Judge of the Supreme Court of Victoria
- Incumbent
- Assumed office 7 June 2004

Personal details
- Education: University of Western Australia St Edmund Hall, Oxford
- Occupation: Judge, lawyer

= Elizabeth Hollingworth =

Australian judge

Elizabeth Hollingworth is an Australian jurist. She is a Trials Division justice at the Supreme Court of Victoria. She was appointed to the bench in June 2004, after a 15-year career as a lawyer beginning in 1989.

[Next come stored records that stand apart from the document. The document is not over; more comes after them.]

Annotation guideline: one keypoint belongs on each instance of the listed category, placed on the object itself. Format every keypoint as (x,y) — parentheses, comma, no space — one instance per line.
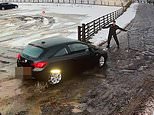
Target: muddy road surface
(125,86)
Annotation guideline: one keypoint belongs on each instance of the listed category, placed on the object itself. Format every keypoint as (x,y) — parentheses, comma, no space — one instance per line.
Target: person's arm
(104,27)
(121,29)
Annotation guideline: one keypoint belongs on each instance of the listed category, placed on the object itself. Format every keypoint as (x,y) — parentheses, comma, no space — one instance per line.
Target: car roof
(53,41)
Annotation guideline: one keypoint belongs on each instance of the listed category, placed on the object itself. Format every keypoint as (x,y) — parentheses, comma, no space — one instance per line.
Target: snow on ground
(122,21)
(28,23)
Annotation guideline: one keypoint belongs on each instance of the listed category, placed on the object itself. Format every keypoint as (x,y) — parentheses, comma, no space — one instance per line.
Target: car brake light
(19,56)
(39,64)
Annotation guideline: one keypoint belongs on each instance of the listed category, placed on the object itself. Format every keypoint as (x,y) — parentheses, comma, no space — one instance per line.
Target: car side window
(61,52)
(78,47)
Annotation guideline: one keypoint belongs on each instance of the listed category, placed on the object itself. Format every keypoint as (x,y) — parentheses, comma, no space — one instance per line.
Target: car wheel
(55,78)
(102,61)
(3,8)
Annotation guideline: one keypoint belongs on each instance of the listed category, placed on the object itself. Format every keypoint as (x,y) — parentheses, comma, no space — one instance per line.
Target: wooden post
(83,33)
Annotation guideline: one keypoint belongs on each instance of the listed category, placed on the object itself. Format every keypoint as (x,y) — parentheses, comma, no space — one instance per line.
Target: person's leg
(108,41)
(116,39)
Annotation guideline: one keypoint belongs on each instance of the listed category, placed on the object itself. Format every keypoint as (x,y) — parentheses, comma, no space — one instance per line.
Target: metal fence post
(83,33)
(79,33)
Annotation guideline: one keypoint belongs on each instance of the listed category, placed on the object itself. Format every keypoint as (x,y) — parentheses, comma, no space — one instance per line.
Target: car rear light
(19,56)
(39,64)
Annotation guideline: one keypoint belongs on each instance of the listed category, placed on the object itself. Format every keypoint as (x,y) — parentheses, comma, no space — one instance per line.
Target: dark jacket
(113,29)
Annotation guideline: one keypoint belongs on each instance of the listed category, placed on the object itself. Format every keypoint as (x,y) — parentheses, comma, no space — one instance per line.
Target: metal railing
(87,30)
(86,2)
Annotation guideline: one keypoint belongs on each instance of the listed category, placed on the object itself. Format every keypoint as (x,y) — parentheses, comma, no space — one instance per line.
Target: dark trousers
(115,38)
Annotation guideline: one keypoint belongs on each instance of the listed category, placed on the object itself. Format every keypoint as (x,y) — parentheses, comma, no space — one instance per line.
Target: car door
(60,60)
(80,55)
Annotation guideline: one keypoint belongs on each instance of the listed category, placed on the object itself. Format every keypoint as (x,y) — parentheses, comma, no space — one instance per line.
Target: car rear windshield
(33,51)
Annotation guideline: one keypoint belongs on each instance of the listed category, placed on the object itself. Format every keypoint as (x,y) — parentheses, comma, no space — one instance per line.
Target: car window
(77,47)
(33,51)
(61,52)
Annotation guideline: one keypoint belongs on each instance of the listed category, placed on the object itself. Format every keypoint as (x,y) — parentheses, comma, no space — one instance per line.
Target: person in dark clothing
(112,32)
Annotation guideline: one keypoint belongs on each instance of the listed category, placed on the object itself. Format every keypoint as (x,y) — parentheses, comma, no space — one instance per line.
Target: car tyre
(3,8)
(54,78)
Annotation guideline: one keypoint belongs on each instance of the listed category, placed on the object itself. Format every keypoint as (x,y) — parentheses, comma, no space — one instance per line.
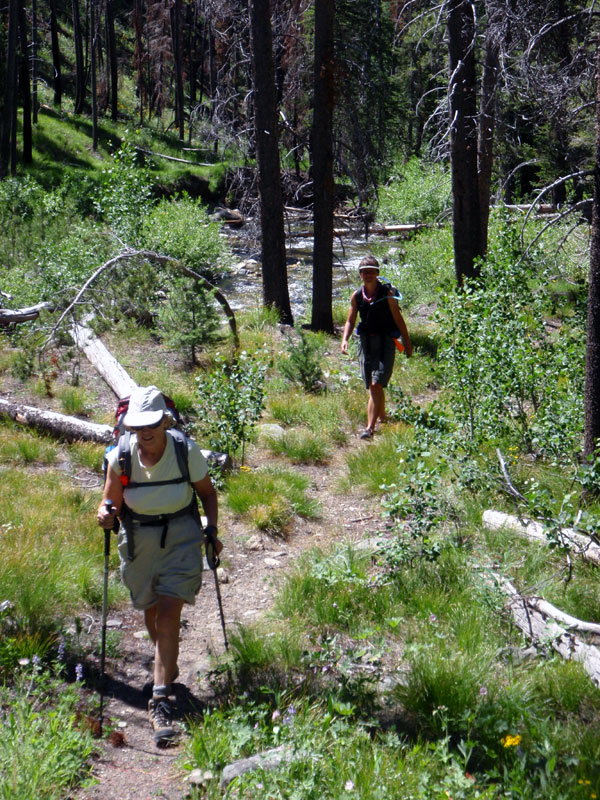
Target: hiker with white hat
(160,536)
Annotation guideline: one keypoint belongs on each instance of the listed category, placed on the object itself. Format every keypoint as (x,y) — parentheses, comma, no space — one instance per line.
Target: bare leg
(163,622)
(376,405)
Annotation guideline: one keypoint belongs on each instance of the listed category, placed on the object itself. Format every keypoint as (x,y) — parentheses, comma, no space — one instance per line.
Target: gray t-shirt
(159,499)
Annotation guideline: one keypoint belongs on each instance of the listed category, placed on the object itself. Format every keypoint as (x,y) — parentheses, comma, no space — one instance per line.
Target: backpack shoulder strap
(124,445)
(181,451)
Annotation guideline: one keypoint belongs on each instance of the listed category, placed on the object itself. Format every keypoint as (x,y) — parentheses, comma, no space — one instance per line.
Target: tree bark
(487,121)
(592,353)
(580,544)
(544,630)
(10,91)
(177,66)
(9,317)
(322,167)
(55,55)
(111,56)
(274,266)
(94,87)
(466,214)
(114,375)
(25,86)
(79,66)
(71,428)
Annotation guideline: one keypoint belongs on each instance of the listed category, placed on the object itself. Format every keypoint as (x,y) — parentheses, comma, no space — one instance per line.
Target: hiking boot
(149,685)
(159,711)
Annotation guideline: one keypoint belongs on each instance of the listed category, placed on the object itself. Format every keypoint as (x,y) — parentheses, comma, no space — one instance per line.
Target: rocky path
(130,766)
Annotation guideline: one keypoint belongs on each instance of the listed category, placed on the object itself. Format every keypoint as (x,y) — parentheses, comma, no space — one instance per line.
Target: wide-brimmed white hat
(146,407)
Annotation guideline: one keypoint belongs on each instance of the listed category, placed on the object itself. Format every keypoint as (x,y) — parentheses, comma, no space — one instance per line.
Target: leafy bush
(419,192)
(124,197)
(303,364)
(188,319)
(43,750)
(182,229)
(270,498)
(231,399)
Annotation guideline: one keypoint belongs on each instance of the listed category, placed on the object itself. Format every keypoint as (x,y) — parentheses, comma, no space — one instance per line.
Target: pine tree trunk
(466,215)
(55,55)
(79,67)
(322,167)
(274,267)
(25,86)
(9,114)
(592,357)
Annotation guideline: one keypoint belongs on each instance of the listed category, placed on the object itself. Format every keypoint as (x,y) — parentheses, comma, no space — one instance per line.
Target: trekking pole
(213,562)
(107,531)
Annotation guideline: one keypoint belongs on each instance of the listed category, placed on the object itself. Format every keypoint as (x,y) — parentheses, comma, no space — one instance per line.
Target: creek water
(243,286)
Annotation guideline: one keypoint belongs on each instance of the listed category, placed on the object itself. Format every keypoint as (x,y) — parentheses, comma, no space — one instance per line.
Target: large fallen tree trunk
(104,362)
(150,255)
(70,428)
(544,630)
(13,316)
(75,429)
(576,542)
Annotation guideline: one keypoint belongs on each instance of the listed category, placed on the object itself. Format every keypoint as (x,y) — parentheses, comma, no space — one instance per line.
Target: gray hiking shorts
(174,570)
(376,355)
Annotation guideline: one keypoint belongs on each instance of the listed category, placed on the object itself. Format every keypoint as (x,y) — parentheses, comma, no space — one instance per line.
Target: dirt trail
(138,770)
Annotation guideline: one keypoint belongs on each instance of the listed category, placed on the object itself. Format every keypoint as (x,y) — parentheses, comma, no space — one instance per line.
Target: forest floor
(129,766)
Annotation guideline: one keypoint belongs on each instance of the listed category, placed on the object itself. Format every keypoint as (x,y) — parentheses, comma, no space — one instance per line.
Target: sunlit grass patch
(300,447)
(322,414)
(375,464)
(88,455)
(269,498)
(44,745)
(52,548)
(74,400)
(25,447)
(328,756)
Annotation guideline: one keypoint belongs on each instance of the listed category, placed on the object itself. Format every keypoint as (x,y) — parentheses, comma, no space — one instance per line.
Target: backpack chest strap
(154,520)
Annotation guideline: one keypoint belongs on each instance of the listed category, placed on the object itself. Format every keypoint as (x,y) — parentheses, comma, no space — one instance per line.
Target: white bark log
(581,545)
(546,631)
(13,316)
(71,428)
(116,376)
(75,429)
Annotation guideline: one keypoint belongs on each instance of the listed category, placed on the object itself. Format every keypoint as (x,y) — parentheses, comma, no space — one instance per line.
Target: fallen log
(75,429)
(577,542)
(70,428)
(13,316)
(544,630)
(115,375)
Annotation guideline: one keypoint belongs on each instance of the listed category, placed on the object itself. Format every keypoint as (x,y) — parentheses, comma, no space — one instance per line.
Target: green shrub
(188,319)
(269,498)
(418,192)
(230,402)
(303,364)
(182,229)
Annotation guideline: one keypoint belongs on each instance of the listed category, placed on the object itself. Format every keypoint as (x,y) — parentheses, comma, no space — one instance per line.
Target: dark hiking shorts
(376,355)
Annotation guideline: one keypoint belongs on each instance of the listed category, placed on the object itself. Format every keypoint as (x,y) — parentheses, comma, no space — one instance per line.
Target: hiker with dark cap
(160,535)
(380,329)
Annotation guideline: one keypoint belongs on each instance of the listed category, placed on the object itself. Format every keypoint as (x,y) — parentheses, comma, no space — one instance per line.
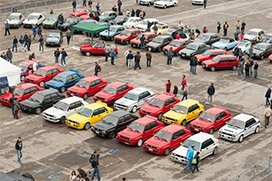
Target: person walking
(19,147)
(210,91)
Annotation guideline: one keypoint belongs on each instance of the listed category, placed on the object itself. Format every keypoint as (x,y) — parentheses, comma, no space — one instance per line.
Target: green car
(107,16)
(51,21)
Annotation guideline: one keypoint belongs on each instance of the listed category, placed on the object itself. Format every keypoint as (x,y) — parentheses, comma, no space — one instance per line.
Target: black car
(208,38)
(41,100)
(158,43)
(113,123)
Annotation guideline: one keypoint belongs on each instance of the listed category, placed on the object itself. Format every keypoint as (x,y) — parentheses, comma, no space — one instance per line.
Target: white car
(134,99)
(132,22)
(204,143)
(239,127)
(253,34)
(165,3)
(63,109)
(15,20)
(34,19)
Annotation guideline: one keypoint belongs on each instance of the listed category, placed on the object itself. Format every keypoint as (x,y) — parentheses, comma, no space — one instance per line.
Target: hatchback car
(167,139)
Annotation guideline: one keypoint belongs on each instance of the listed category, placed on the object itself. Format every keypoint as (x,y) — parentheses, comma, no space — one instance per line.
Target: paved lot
(51,151)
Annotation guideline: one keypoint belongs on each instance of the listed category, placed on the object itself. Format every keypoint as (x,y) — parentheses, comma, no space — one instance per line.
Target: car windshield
(136,127)
(131,96)
(85,112)
(163,135)
(236,123)
(110,89)
(180,109)
(207,116)
(188,143)
(62,106)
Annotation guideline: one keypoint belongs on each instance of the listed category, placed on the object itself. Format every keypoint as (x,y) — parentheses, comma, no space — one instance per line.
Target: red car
(221,62)
(139,131)
(98,48)
(211,120)
(43,75)
(21,92)
(148,38)
(209,55)
(177,45)
(167,139)
(87,87)
(159,105)
(112,92)
(125,36)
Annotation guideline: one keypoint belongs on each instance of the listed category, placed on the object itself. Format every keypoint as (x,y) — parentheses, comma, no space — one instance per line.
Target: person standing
(210,91)
(19,147)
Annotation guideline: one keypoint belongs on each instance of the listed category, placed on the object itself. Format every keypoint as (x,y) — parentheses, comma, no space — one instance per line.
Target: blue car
(225,43)
(64,80)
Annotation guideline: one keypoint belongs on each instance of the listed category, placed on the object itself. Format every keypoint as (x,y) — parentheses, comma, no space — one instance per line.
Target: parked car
(125,36)
(87,87)
(139,131)
(54,38)
(225,43)
(157,44)
(15,20)
(64,80)
(114,122)
(134,99)
(43,75)
(112,32)
(21,92)
(33,19)
(183,112)
(204,143)
(209,55)
(112,92)
(62,109)
(167,139)
(41,100)
(211,120)
(193,49)
(159,105)
(97,48)
(221,62)
(239,127)
(88,115)
(136,42)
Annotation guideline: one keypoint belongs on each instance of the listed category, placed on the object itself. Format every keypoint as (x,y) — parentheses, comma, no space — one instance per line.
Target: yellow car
(88,115)
(183,112)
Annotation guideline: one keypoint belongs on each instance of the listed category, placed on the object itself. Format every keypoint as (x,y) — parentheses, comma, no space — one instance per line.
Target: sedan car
(15,20)
(183,112)
(157,44)
(139,131)
(62,109)
(112,92)
(64,80)
(167,139)
(159,105)
(203,143)
(221,62)
(114,122)
(88,115)
(211,120)
(21,92)
(225,43)
(239,127)
(87,87)
(134,99)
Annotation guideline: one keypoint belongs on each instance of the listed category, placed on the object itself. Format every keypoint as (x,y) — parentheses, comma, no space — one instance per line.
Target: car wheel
(139,142)
(87,126)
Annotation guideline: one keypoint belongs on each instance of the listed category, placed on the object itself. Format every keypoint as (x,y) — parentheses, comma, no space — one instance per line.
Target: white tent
(12,72)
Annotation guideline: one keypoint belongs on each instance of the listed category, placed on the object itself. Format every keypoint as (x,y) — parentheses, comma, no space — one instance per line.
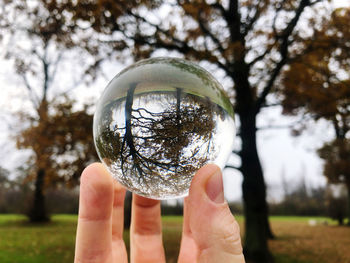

In June 2014, Hollingworth made an order banning any reporting, including on the affidavit provided by Gillian Bird, in Australia, about a case involving Securency International, a partially state-owned company at the time, allegedly involved in the bribery of officials to win currency printing contracts. The order was published by WikiLeaks in July 2014, and Hollingworth revoked the suppression order in June 2015.

On 2 October 2014, Hollingworth sentenced Dylan Closter to 9 years and 3 months (6 years non parole) over the one-punch death of David Cassai, which fueled Cassai's mother to lobby for harsher sentencing in relation to one-punch deaths.

On 29 October 2019, Hollingworth sentenced Codey Herrmann to 36 years (30 years non parole) over the murder of Aiia Maasarwe.

On 19 December 2023, Convicted terrorist Abdul Nacer Benbrika was released into the community after Hollingworth granted his release on an extended supervision order.